Figure E1. Characterization of lung APC populations during IPS. (Left) Single cell suspension of naïve CB6F1 mouse lung was prepared and stained for CD11c and MHC-II (I-A/I-E) and analyzed by FACS to identify the different APC populations. The percentages of DC (MHC-II high CD11c high ), macrophages (MHC- II low CD11c high ), and B cells (MHC-II high CD11c neg ) of total cells are indicated. (Right) CB6F1 recipients reconstituted with BALB/c Rag2 -/- bone marrow together with either WT CD4+ (top right) or IFN-γ -/- CD4 + (bottom right) T cells. After 6, 10, and 13 days post reconstitution, single cell preparations of the lungs were
stained for CD11c and MHC-II. The percentage of each cell population is shown. Percentage of each population in naïve animals is also shown. Figure E2. Influence of donor T cells on BAL cell content. CB6F1 recipient mice reconstituted with BALB/c Rag2 -/- bone marrow together with WT CD4 + T cells (n=4), WT CD8 + T cells (n=4), IFN-γ -/- CD4 + T cells (n=4), or IFN-γ -/- CD8 + T cells (n=4) were sacrificed 13 days post reconstitution. Bronchio-alveolar lavage (BAL) cells were isolated, counted, spun onto glass slides and stained with Diff- Quik. The percentage of neutrophils, lymphocytes, and macrophages of total cells are plotted for each group of mice.

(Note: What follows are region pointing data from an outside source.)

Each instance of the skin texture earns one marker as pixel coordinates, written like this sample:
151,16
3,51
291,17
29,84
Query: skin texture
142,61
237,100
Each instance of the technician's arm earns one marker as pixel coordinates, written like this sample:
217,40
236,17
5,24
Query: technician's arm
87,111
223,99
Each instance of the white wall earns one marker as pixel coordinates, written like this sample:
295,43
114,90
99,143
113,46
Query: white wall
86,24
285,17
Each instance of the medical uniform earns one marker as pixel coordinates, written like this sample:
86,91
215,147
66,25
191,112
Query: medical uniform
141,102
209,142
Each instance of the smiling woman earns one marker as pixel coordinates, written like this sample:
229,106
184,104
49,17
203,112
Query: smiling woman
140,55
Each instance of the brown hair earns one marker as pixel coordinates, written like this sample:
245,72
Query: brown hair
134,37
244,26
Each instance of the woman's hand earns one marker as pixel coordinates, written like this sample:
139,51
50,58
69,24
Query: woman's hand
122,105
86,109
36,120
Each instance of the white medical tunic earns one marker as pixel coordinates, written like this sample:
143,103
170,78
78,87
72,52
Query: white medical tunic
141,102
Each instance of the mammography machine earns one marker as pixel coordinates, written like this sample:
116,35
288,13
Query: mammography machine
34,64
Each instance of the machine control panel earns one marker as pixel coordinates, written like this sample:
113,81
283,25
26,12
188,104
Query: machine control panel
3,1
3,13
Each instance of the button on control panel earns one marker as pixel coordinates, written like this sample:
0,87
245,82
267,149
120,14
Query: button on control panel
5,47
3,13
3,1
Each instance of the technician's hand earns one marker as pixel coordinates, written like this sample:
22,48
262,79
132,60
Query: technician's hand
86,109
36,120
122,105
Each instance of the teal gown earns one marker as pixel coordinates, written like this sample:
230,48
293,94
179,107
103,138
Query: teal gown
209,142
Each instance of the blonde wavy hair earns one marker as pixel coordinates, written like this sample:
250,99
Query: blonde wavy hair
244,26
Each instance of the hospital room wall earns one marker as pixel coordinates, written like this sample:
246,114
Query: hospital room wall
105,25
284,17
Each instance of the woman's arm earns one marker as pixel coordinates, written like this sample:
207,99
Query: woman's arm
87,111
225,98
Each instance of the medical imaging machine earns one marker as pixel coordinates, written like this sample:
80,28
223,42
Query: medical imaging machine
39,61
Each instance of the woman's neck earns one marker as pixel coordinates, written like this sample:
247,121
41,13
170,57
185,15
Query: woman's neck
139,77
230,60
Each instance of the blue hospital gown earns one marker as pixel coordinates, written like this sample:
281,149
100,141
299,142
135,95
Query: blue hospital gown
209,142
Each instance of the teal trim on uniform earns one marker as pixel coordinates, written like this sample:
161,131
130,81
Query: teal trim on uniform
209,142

Figure E3. Anti-TNF-α treatment has beneficial effect on severe IPS. CB6F1 hosts were reconstituted with BALB/c Rag2 -/- bone marrow and WT or IFN-γ -/- CD4 + T cells together with i.v. 40 μg anti-tnf-α, on day 4, 8, and 11 post reconstitution, while control mice received vehicle alone (PBS). The mice were
sacrificed on day 13. BAL cells were isolated. (A) BAL cells of vehicle and anti- TNF-α treated mice were counted, spun onto glass slides, and stained with Diff- Quik. The count of neutrophils, lymphocytes, and macrophages are shown as a percentage of total cells. (B) Representative H&E stained sections of lung from mice belonging to each experimental group (n=4 for each group) is shown. Scale bar in the upper row represent 500μm and the lower row shows a magnified portion of the same image (scale bar: 100μm).